Records from the Adult Correctional Institutions show that Manocchio served about seven years of a 12-year sentence. Upon his release, he ran a sports memorabilia store in Cranston before he landed a job with the Laborers’ Union.

The indictment was unsealed yesterday afternoon in U.S. District Court. Also indicted were Harold L. Tillinghast Jr., 44, of Cranston; and Gerald Diodati, 59, of Seekonk, on the same labor racketeering conspiracy charges. They both made their initial appearances in federal court last month. Now, in the wake of yesterday’s indictment, they will return to court to be formally arraigned.

The criminal investigation, which was launched six years ago, is being directed by two veteran assistant U.S. Attorneys assigned to the Justice Department’s Organized Crime and Racketeering Section, in Washington.

The investigation began in 2002 when the FBI opened a fictitious construction firm, Hemphill Construction, which was seeking work in Rhode Island and elsewhere in Southern New England. The business was in a retail plaza on Atwood Avenue, just off Route 6, in Johnston.

A few months after setting up shop, an undercover FBI agent, posing as a principal owner of Hemphill Construction, met with Diodati and Tillinghast. They allegedly reached an agreement that Diodati and unnamed others would make cash payments in excess of $1,000 to Tillinghast and Manocchio.

The undercover FBI agent signed a collective-bargaining agreement on behalf of Hemphill Construction with the Rhode Island Laborers’ District Council which included the Laborers’ Union, Local 271, on South Main Street in Providence.

In April 2003, Tillinghast allegedly told Diodati and the undercover FBI agent that he would try to get Hemphill Construction a demolition contract with Rising Sun Mills, a redevelopment project on Valley Street in Olneyville.

Diodati prepared a bid for $977,000 on behalf of Hemphill Construction for demolition work on the project. A few weeks later, Diodati and the undercover agent met at Hemphill Construction’s offices and discussed making a $2,000 kickback to Tillinghast to help sway him to give Hemphill the demolition work.

The payment was allegedly made and Hemphill was awarded the contract.
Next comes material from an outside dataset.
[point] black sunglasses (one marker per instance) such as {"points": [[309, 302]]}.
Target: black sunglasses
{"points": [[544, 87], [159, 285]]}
A key figure in the probe is Matthew L. Guglielmetti Jr., a capo regime in the Patriarca crime family, who is serving a lengthy prison sentence in Fort Dix, N.J. At one point, according to an affidavit supporting the charges, Guglielmetti told an undercover FBI agent that “his status as a member of La Cosa Nostra afforded him special influence with the Laborers’ International Union of North America and elsewhere.”

Guglielmetti was a member of the Laborers’ Union and he worked on the Rising Sun Mills project.

The indictment also alleges that in November 2003, an official at Hemphill Construction and Rhode Island Demolition paid $500 to a Laborers’ Union official to cover a bill for a rental car in Florida. A few weeks later, on Dec. 22, 2003, the indictment alleges, Tillinghast accepted $2,000 from the Hemphill Construction representative and gave it to Manocchio in his office at the Laborers’ Union headquarters in Providence.

Manocchio was Tillinghast’s boss.

In court yesterday, Magistrate Judge Lincoln D. Almond released Manocchio on $25,000 unsecured bond and restricted his travel to Rhode Island. He is scheduled to return to court on Dec. 5.